Music review: Mayhem - Grand Declaration of War (2000)

Alphabetic order does create some strange coincidences sometimes: here I am reviewing another 2000 album with a relatively similar atmosphere and daring to that previous one.
But unlike Maldoror which is known by approximately 2 people in the world, Mayhem is one of the biggest names in black metal's 40 years… so try to guess what the reception to such an experimental work was. That's right, consigned to the oubliettes of metal history!
While the knee-jerk backlash from traditional Mayhem fans was predictable, the modern disdain it continues to receive even on musically open-minded websites like RYM (average rating: 3.05/5) is perplexing.
When you consider that the preceding Wolf's Lair Abyss EP wasn't maligned at all, I can only deduce that what Grand Declaration of War added to that sound - the various "experimental" elements: small spoken word or ambient interludes, the dub track, etc… - was the crux of the problem.
Yet I still don't understand. Maybe something to do with the extreme departure from the previous legendary (thus emotionally charged) LP De mysteriis Dom Sathanas and its fanbase decidedly not open to such change; maybe Mayhem should have changed name at that point?
Feels really weird when you compare this circus with how easy it is for most Streetcleaner era Godflesh fans to rationally appraise the later stuff such as Love and Hate in Dub, Us and Them and more electronic side projects such as GOD, Techno Animal or Curse of the Golden Vampire.
My personal conclusion is that a large part of the "extreme metal" fanbase needs the "metal" part while the other is here for the "extreme" and likes or doesn't dislike metal.
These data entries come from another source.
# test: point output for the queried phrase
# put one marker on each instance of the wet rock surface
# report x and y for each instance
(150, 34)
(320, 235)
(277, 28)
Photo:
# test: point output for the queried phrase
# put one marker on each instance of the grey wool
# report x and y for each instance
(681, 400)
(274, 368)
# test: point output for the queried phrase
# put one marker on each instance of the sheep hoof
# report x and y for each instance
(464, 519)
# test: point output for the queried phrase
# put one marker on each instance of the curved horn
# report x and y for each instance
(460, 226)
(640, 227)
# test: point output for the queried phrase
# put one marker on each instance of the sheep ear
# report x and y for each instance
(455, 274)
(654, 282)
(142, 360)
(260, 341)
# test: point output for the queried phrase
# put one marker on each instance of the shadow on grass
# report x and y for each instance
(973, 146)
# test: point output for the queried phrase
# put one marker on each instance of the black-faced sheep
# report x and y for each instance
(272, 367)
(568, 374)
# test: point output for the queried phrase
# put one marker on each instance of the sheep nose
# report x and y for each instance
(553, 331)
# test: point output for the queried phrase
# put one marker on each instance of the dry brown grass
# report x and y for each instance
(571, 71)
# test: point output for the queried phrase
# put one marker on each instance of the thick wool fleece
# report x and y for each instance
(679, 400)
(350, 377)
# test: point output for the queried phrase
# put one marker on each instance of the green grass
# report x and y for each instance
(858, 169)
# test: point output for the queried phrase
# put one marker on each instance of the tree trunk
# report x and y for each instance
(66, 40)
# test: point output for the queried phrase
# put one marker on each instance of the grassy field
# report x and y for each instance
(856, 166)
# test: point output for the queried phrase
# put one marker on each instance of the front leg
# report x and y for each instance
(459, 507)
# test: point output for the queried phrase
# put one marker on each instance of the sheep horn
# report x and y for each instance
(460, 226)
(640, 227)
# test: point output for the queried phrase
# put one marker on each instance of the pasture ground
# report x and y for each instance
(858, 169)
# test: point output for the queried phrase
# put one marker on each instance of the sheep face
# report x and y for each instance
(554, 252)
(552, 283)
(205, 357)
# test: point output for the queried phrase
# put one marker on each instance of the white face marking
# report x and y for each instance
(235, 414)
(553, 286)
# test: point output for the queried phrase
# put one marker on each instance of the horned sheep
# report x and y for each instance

Anyway, let's return to the album at hand. I personally really liked most of the aforementioned experimentation and thought they integrated well even if not seamlessly:
- The various spoken or almost rapped segments throughout and the whispered "A Bloodsword and a Colder Sun, Part I" were done well and of tasteful duration, though I do understand that Maniac's personalities (still much more serious than a Mike Patton, mind you) are an acquired taste and that the auctioneer/preacher tone in "View From Nihil, Part I" can annoy.
- The two dark ambient breaks in "View From Nihil, Part I" and "Completion in Science of Agony, Part I" were also timed to perfection and not superfluously inserted. I say keep 'em!
- Okay, I admit the Cynic-like alien vocoder thing in "Crystalized Pain in Deconstruction" and "To Daimonion" was a bad idea… but it's only a few jarring seconds!
- 5 minutes of silence after "To Daimonion" before the last real track? Yeah, don't do that, a few seconds would have been enough.
While I focused on the weird bits, don't forget that they're all encased in a solid block of the tastiest and coldest technical black metal ever crafted! And with a perfectly suited production to boot, like Thorns' but with an even more electronic/digital sub-zero dryness; if you prefer the 2018 remix, you have literally no taste worth mentioning, you smelly Philistine.
The few misses prevent me from giving it 10, but God knows I want to. It's just not perfect, but that's expected with such a large amount of risk-taking.